Q&A: Bill Rasmussen on founding ESPN
ESPN co-founder Bill Rasmussen told the story of his entrepreneurial success and how his network has shaped the sports landscape to students and faculty at the Memorial Union on Thursday.
Prior to taking the podium, Rasmussen sat down with The State Press to talk about ESPN’s place in television history and offer advice for future generations of entrepreneurs.
The State Press: What was the vision you had for ESPN when it first went on the air in 1979?
Bill Rasmussen: The message we had back then is the same message we have today. We promise sports 24 hours a day for the fans. Sports back in those days only had about 1,400 hours of airtime between the big three networks. They only did about 25 football games each year, and that was it. We wanted to do as many different sports for as many different people as possible around the clock. That was the premise then and today on the back of each employee’s card. That mission statement is six words: To serve sports fans anytime, anywhere.

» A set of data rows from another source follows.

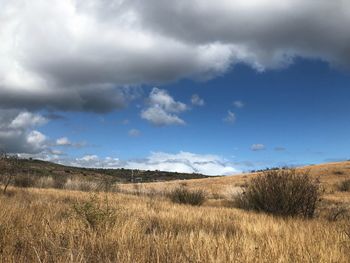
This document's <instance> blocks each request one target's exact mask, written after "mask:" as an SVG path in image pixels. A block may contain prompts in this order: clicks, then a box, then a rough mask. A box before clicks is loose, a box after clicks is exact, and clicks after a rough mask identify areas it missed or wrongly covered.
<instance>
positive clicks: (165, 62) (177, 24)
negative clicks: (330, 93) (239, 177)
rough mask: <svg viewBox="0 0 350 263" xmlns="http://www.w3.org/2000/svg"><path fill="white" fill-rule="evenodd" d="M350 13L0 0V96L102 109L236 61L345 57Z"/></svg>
mask: <svg viewBox="0 0 350 263" xmlns="http://www.w3.org/2000/svg"><path fill="white" fill-rule="evenodd" d="M349 22H350V3H349V2H348V1H345V0H334V1H328V0H317V1H316V0H309V1H305V0H283V1H278V0H247V1H230V0H218V1H206V0H192V1H188V0H179V1H172V2H168V1H161V0H149V1H140V0H128V1H123V0H105V1H101V0H88V1H86V0H84V1H83V0H52V1H50V2H48V1H44V0H35V1H31V2H30V3H28V2H27V1H25V0H1V10H0V23H1V28H0V58H1V59H0V104H1V106H2V107H8V108H9V107H10V108H11V107H12V108H13V107H21V108H23V107H25V108H27V109H33V108H34V109H37V108H54V109H60V110H77V111H97V112H104V111H109V110H113V109H116V108H120V107H123V106H124V105H125V104H126V103H127V101H128V99H130V97H133V92H132V91H131V88H130V86H133V85H140V84H147V83H163V82H168V81H173V80H177V79H179V78H186V77H190V78H201V79H207V78H211V77H214V76H216V75H218V74H222V73H224V72H225V71H226V70H227V69H228V68H229V67H230V66H231V65H233V64H235V63H246V64H249V65H251V66H252V67H254V68H256V69H257V70H264V69H269V68H278V67H283V66H286V65H288V64H290V63H291V62H292V61H293V58H295V57H299V56H300V57H305V58H317V59H321V60H324V61H328V62H329V63H332V64H335V65H343V66H349V64H350V34H349V32H348V30H347V27H346V25H348V24H349ZM122 87H123V88H122Z"/></svg>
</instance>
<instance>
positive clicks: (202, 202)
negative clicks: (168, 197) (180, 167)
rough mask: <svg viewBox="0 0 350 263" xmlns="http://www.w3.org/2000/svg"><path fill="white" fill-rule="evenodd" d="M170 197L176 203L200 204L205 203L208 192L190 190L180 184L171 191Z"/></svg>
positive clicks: (170, 193)
mask: <svg viewBox="0 0 350 263" xmlns="http://www.w3.org/2000/svg"><path fill="white" fill-rule="evenodd" d="M169 198H170V200H171V201H172V202H174V203H178V204H189V205H193V206H200V205H202V204H203V203H204V201H205V199H206V194H205V192H203V191H201V190H193V191H190V190H188V189H187V188H185V187H183V186H180V187H178V188H176V189H174V190H173V191H171V192H170V194H169Z"/></svg>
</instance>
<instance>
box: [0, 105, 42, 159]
mask: <svg viewBox="0 0 350 263" xmlns="http://www.w3.org/2000/svg"><path fill="white" fill-rule="evenodd" d="M46 121H47V120H46V118H44V117H42V116H41V115H39V114H34V113H29V112H26V111H19V110H1V109H0V148H1V149H2V150H4V151H6V152H9V153H38V152H41V151H44V150H45V149H46V148H47V138H46V136H45V135H44V134H42V133H41V132H39V131H37V130H33V128H34V127H36V126H40V125H42V124H44V123H46Z"/></svg>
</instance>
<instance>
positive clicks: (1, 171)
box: [0, 159, 208, 183]
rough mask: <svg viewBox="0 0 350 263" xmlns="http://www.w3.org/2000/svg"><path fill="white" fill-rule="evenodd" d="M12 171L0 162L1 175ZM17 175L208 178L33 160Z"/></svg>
mask: <svg viewBox="0 0 350 263" xmlns="http://www.w3.org/2000/svg"><path fill="white" fill-rule="evenodd" d="M6 169H10V168H9V165H6V161H5V160H4V159H3V160H0V173H4V172H6ZM15 169H16V173H18V174H23V175H31V176H38V177H40V176H41V177H47V176H50V177H66V178H70V179H72V178H74V179H84V180H88V181H90V180H94V179H98V178H103V177H108V178H109V179H111V180H113V182H116V183H131V182H144V183H145V182H159V181H171V180H184V179H202V178H207V177H208V176H205V175H202V174H196V173H192V174H188V173H176V172H162V171H142V170H130V169H123V168H121V169H94V168H80V167H70V166H64V165H60V164H56V163H52V162H46V161H41V160H32V159H20V160H18V164H17V165H16V167H15Z"/></svg>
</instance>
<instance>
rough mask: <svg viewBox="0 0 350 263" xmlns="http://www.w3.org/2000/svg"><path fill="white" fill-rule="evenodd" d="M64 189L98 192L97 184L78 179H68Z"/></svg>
mask: <svg viewBox="0 0 350 263" xmlns="http://www.w3.org/2000/svg"><path fill="white" fill-rule="evenodd" d="M64 189H67V190H76V191H83V192H93V191H97V190H98V184H97V183H96V182H91V181H82V180H79V179H73V180H71V179H68V180H67V182H66V184H65V185H64Z"/></svg>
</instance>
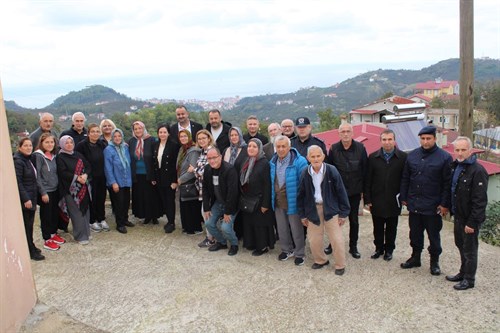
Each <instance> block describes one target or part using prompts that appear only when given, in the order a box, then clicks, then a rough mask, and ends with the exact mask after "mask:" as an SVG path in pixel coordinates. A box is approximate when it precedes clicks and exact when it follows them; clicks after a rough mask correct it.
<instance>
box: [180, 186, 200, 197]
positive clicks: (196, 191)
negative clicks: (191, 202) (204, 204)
mask: <svg viewBox="0 0 500 333" xmlns="http://www.w3.org/2000/svg"><path fill="white" fill-rule="evenodd" d="M179 187H180V190H179V191H180V195H181V201H192V200H198V197H199V196H200V193H199V192H198V188H197V187H196V185H195V183H187V184H181V185H180V186H179Z"/></svg>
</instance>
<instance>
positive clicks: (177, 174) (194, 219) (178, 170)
mask: <svg viewBox="0 0 500 333" xmlns="http://www.w3.org/2000/svg"><path fill="white" fill-rule="evenodd" d="M179 142H180V144H181V148H180V150H179V155H178V156H177V186H182V185H188V184H194V183H195V180H196V177H195V175H194V165H196V162H197V161H198V157H200V153H201V151H200V149H199V148H198V147H196V146H195V144H194V142H193V139H192V138H191V132H189V131H188V130H181V131H179ZM189 169H191V170H192V171H189ZM179 197H180V204H179V207H180V210H181V224H182V229H183V231H184V232H185V233H187V234H188V235H194V234H195V233H199V232H201V230H202V229H201V221H203V217H202V216H201V201H200V200H199V197H198V196H197V195H196V196H195V197H185V196H183V192H182V190H181V193H180V195H179Z"/></svg>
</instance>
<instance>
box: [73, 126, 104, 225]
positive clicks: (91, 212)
mask: <svg viewBox="0 0 500 333" xmlns="http://www.w3.org/2000/svg"><path fill="white" fill-rule="evenodd" d="M87 133H88V136H87V138H86V139H85V140H82V141H80V142H79V143H78V144H77V145H76V148H75V150H76V151H78V152H80V153H81V154H82V155H83V157H85V159H87V161H88V162H89V163H90V166H91V167H92V180H91V181H90V188H91V194H92V202H91V204H90V229H91V230H92V231H94V232H101V231H109V225H108V224H107V223H106V221H105V220H104V219H105V218H106V212H105V208H104V204H105V202H106V178H105V177H104V148H106V146H107V145H108V143H107V142H106V141H105V140H101V139H100V136H101V131H100V129H99V126H97V124H90V125H89V126H88V129H87Z"/></svg>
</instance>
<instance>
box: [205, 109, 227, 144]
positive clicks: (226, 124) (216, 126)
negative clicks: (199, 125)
mask: <svg viewBox="0 0 500 333" xmlns="http://www.w3.org/2000/svg"><path fill="white" fill-rule="evenodd" d="M208 121H209V123H208V124H207V126H206V127H205V128H206V130H207V131H209V132H210V133H211V134H212V136H213V138H214V140H215V143H216V145H217V148H218V149H219V150H220V151H221V152H224V150H225V149H226V148H227V147H229V145H230V143H229V130H230V129H231V126H232V125H231V124H230V123H227V122H224V121H222V115H221V113H220V111H219V110H217V109H213V110H211V111H208Z"/></svg>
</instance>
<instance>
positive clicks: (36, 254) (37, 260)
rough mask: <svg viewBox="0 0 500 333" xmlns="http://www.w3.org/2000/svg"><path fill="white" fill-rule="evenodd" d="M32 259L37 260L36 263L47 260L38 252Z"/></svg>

SP: After ESPN launched in 1979, was there a specific moment in which you realized that it would be successful, or was it a gradual realization that you had something special with ESPN?
BR: It was certainly a panic-driven process for the first seven months, but then we came to the basketball playoffs that today are March Madness.
Back then, it was just the NCAA championship. It was back during the 1979-80 season when there was only a 32-team field. We said to the NCAA that we’d show every game that the networks don’t do. We televised them all when they started the first round that Thursday, and we did the games live when we could, taping them when we couldn’t.
We ran some of those games four, five and six times for promotional purposes. All of a sudden, our subscriber base turned almost straight north. In one month, we picked up five and a half million households. To this day, I think that is the highest month of any single batch of subscribers to a station, ever.
SP: At what age did sports and athletics become important to you?
BR: Around the first grade. I played baseball and softball a lot. I could run and I could field pretty well. I played in my first organized grade when the eighth grade team at my school asked me as a fifth-grader to play with them. I was 50 years old when I was playing in my last league. I umpired for 11 years as well.
SP: When did you realize that you wanted to pursue a career that included bringing the events of the sporting world to the viewing public?
BR: I remember when I was in high school in the late 1940s, there was a presentation by the announcers of the Chicago Cubs and the Chicago White Sox. The place was packed. I thought that if I couldn’t play ball professionally, I could still do something like what those announcers were doing. I was 30 years old when I got my first radio job.
SP: One of the impressive elements in the evolution of ESPN has been that in previous decades ESPN has managed to maintain its profitability and success even during times of economic downturn. Is there anything having to do with the business aspect of ESPN that you would contribute that resiliency too?
BR: We can attribute that to the fans. They make it work.
Every man and woman who we employ knows that they owe their jobs to the fans.
Sports lovers represent a huge demographic, and it’s the driving force behind what we do — we never ever lose sight of that fact.